Unfortunately, Connick's pleasant pastiches of '40s song styles are not up to the demanding task of breathing fiery new life into what is, after all, an archetypal love-triangle story. The funky pop-jazz tunes that establish the show's N'Awlins setting are lively and appealingly performed -- Camille's mother Madame Raquin, a haberdasher in the novel, is now a saloon proprietor played with savvy professionalism by Debra Monk -- but no amount of scene-setting gumbo can take the place of the intense psychodrama that should be the focus of the show.
The songs that do give glimpses into the characters' haunted hearts are a bit wan; they lack excitement and emotional texture. The major love duet, "Sovereign Lover," is a jaunty, lyrical night-on-the-town number -- including a tap interlude -- that hardly paves the dramatic way for the murderous business at hand. (Jubilant tap dancing is not, surely, a common prelude to a vicious murder -- even in New Orleans.)
It doesn't help that Levering and Bierko do not strike a lot of sparks as the adulterous lovers. She is certainly lovely to look at but doesn't come close to conveying the intensity of feeling that could arouse our sympathy for -- or at least understanding of -- her nasty behavior; an amiable ingenue out of her depth, Levering's Therese comes across like a singing, dancing Estee Lauder ad. Bierko is likewise a handsome presence, but scarcely more imposing or emotionally vivid as the brutish Laurent.
Some of the fault for the passive impression the performers make must be placed on the thin book by David Thompson, who has not strongly defined these characters. The oppressive nature of the feelings and circumstances that drive Laurent and Therese to murder is not established in the story's new setting, making their behavior seem arbitrary; after all, a pair of attractive young lovers had many more options in 1940s New Orleans than in the fetid, impoverished corner of 19th century Paris evoked in Zola's novel.

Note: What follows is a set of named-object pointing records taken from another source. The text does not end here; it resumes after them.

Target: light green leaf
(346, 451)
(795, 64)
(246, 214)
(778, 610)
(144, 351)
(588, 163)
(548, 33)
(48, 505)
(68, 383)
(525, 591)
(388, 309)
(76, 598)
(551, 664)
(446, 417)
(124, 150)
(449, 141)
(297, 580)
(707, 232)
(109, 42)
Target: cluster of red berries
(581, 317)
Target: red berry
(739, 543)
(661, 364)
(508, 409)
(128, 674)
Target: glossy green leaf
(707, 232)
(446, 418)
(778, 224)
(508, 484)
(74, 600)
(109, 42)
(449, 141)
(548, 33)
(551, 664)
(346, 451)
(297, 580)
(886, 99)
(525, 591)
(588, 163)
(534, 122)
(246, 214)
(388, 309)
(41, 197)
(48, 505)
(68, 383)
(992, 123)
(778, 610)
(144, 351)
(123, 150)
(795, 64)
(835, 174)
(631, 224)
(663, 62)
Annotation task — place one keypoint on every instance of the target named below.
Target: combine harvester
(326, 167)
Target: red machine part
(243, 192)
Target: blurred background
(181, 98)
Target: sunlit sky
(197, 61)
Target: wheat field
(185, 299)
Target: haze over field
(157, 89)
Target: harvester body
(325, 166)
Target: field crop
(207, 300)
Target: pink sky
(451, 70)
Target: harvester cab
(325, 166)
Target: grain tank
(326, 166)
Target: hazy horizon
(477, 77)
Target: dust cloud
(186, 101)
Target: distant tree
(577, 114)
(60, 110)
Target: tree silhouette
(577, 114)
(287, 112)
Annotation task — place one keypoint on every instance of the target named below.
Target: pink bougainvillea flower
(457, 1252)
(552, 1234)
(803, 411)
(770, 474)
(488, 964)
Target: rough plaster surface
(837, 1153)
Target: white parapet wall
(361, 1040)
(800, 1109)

The only character to really set the audience's pulse racing is the aforementioned Camille, and even he is far more entertaining dead than alive. Breathing, he looks greasy and sings a moony love song, "All Thing," and a mildly lilting duet with Therese, "Tug Boat," with minimal flavor; deceased, he raises the roof with a Sinatra-style toe-tapper, "Oh! Ain't That Sweet!," in which he smoothly insinuates his ghostly presence between the desperately disturbed Laurent and Therese.
Butz, who has the only strong voice in the cast, handily stops the show here, as Stroman's inventive imagination finally fires up in what stands out as both the musical's most amusing and most dramatically vivid sequence (even if it is decidedly at odds with the show's dark dramatic tone).
Elsewhere, Stroman's staging is admirably fluid but her choreography falls back too readily on rote boogie-woogie moves, familiar from "Contact," and too much shimmying meant to signify sultriness. (The big Mardi Gras number, "Light the Way," is a particular letdown, and one of a few occasions on which Thomas Lynch's watercolor sets and backdrops, delicately lit by Peter Kaczorowski, seem a bit skimpy.) It's encouraging to see dance woven so thoroughly into the texture of a new musical, but the "ballets" that pepper the musical are not examples of Stroman's best work.
Does Stroman's failure to shape a compelling show from some promising working parts indicate a lack of focus or a talent stretched too thin? Not necessarily. A lot of talent, a lot of love and a lot of hard work can sometimes result in a lot of nothing, as they essentially and sadly do here. Dat's da crap shoot dey call showbiz, as Mr. Bierko's Laurent might put it.